Os militares aceitam um aumento de contribuição de 5,1% para 9,5%, conforme consta de proposta a ser enviada ao Congresso nas próximas semanas, na nova Lei de Remuneração dos Militares. Aceitam também que aposentados e pensionistas também contribuam para a previdência, com o mesmo valor que o pessoal da ativa.

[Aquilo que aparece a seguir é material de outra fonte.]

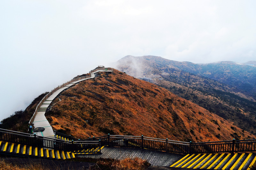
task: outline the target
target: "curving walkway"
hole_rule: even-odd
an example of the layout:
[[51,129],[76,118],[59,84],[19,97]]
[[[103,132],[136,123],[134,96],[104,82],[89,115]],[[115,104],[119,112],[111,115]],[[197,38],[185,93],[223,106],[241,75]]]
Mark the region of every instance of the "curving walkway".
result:
[[44,115],[44,114],[45,113],[45,112],[46,111],[47,107],[50,106],[51,103],[52,103],[52,100],[53,100],[54,98],[55,98],[60,92],[64,90],[71,87],[74,84],[79,83],[80,81],[90,78],[94,78],[95,77],[95,75],[94,74],[96,73],[99,72],[109,72],[112,71],[112,70],[106,70],[104,68],[102,70],[97,70],[94,72],[91,72],[90,73],[91,76],[90,78],[84,78],[74,82],[59,89],[52,93],[52,95],[50,96],[43,103],[43,104],[42,104],[42,106],[39,108],[38,111],[35,116],[34,121],[32,123],[34,124],[35,128],[42,127],[44,128],[45,129],[43,132],[35,132],[34,133],[36,133],[37,135],[38,136],[53,138],[54,137],[54,132],[52,130],[52,126],[50,125],[48,121],[46,119]]

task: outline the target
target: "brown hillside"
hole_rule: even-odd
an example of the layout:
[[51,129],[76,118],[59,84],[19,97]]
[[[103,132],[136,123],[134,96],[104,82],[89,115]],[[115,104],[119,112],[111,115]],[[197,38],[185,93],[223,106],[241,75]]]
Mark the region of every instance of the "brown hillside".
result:
[[45,114],[52,125],[80,138],[108,133],[193,142],[255,138],[165,89],[116,70],[97,74],[56,98]]

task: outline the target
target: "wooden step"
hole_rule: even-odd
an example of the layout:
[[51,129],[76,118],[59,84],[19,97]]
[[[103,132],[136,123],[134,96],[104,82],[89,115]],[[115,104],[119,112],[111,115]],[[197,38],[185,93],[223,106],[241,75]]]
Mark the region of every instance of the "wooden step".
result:
[[55,150],[48,148],[35,147],[26,145],[10,143],[0,141],[0,153],[37,157],[47,159],[66,159],[75,158],[71,152]]
[[256,154],[188,154],[170,166],[177,168],[230,170],[247,169]]

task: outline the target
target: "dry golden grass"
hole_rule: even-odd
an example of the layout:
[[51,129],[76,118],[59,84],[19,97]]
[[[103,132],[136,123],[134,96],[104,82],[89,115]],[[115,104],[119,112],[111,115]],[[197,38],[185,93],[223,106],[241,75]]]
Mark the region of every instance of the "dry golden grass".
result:
[[49,169],[43,167],[40,164],[31,163],[28,164],[24,164],[18,166],[12,163],[0,160],[0,170],[48,170]]
[[45,114],[51,125],[80,139],[108,133],[185,142],[256,137],[165,89],[117,70],[99,74],[61,93]]
[[127,158],[120,160],[102,160],[97,162],[94,169],[143,170],[150,165],[146,161],[138,158]]

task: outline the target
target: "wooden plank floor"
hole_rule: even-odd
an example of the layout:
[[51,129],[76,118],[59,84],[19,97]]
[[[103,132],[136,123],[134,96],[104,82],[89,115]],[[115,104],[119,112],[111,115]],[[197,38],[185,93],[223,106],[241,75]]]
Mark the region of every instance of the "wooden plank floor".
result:
[[169,166],[184,156],[177,153],[141,148],[105,146],[101,154],[76,154],[76,157],[111,158],[122,159],[138,157],[147,160],[153,166]]

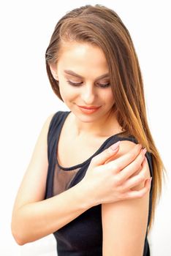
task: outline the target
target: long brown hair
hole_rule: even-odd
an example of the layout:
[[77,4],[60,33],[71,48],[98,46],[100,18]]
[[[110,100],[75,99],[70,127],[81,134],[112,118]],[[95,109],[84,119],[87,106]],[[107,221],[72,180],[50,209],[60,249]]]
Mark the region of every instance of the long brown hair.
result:
[[161,197],[165,168],[148,124],[143,82],[129,32],[118,15],[104,6],[86,5],[67,12],[58,22],[46,50],[48,75],[55,94],[62,100],[58,82],[50,64],[56,64],[63,42],[88,42],[104,52],[119,124],[126,135],[133,135],[151,153],[153,164],[152,211],[148,233],[154,220],[157,198]]

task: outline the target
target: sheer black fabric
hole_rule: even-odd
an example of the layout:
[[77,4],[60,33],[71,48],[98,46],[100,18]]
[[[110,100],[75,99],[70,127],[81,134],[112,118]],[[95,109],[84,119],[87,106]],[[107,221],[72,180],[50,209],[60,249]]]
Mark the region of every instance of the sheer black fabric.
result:
[[[70,112],[56,113],[50,124],[48,134],[48,171],[45,198],[58,195],[77,184],[84,177],[91,159],[118,140],[130,140],[137,143],[130,136],[121,138],[114,135],[107,139],[89,159],[71,167],[60,166],[57,159],[58,141],[62,126]],[[151,154],[147,152],[151,176],[153,177]],[[152,180],[153,181],[153,180]],[[148,226],[151,214],[153,183],[150,192]],[[73,198],[73,200],[75,199]],[[76,219],[53,233],[57,242],[58,256],[102,256],[102,205],[92,207]],[[147,226],[147,228],[148,228]],[[143,256],[149,256],[150,249],[147,233]]]

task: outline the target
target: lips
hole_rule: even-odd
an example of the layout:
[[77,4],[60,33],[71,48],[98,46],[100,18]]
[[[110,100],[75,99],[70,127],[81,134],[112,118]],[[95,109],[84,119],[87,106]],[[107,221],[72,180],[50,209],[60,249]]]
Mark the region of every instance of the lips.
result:
[[87,109],[87,110],[95,110],[95,109],[98,109],[100,108],[100,107],[96,107],[96,106],[87,107],[87,106],[79,106],[79,105],[78,105],[78,107],[80,107],[81,108]]
[[93,114],[94,113],[98,111],[98,110],[101,108],[96,107],[96,106],[79,106],[77,107],[80,108],[80,111],[86,115],[91,115]]

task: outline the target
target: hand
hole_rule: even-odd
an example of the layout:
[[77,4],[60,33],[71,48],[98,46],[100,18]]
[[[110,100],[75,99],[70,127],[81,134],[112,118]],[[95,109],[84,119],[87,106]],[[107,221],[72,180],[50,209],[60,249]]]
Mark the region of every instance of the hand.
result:
[[[117,143],[94,157],[81,181],[91,193],[89,196],[94,206],[140,198],[150,189],[151,183],[145,178],[146,150],[137,144],[129,153],[111,161],[118,150],[119,143]],[[144,181],[145,186],[141,189],[132,189]]]

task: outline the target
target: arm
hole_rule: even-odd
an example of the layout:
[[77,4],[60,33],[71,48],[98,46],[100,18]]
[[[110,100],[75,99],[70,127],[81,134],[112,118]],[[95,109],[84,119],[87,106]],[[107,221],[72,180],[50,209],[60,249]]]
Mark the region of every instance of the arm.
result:
[[89,195],[85,196],[87,189],[80,184],[43,200],[48,167],[47,135],[52,116],[42,129],[15,199],[11,227],[20,245],[52,233],[93,206]]
[[[122,141],[119,155],[129,151],[134,143]],[[147,161],[146,178],[150,178]],[[135,174],[135,173],[134,173]],[[143,184],[134,187],[139,190]],[[142,197],[102,205],[103,256],[142,256],[148,216],[149,192]]]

Para o comandante da Marinha, almirante Sérgio Chagastelles, este desconto de 9,5% é o valor ‘‘justo’’.
Se a imposição for maior, comentou, ‘‘vamos ter de pedir compensação salarial’’. Já o comandante do Exército, general Gleuber Vieira, afirmou que os militares estão ‘‘abertos à discussão sobre o mérito da taxação’’. Advertiu, no entanto, que ‘‘o que não pode é verem o desconto do militar como forma de fechar o caixa (do Tesouro)’’.
O ministro Ornélas garantiu que a emenda a ser encaminhada para o Congresso, na sexta-feira, depois da reunião com os governadores, ‘‘inscreverá apenas o princípio pedido pelo STF de que contribuem para a Previdência dos funcionários públicos os ativos, inativos e os pensionistas civis e militares’’.
Segundo ele, a questão das alíquotas não se inscreve na Constituição, ‘‘porque seria o mesmo erro cometido na Constituição de 88, quando se estabeleceu que os juros seriam de 12% ao ano’’. O ministro disse que o porcentual da alíquota será discutido somente no ano que vem. Mas a contribuição de civis e militares, acrescentou, tem de ser tratada separadamente porque a Constituição estabelece que as carreiras são distintas.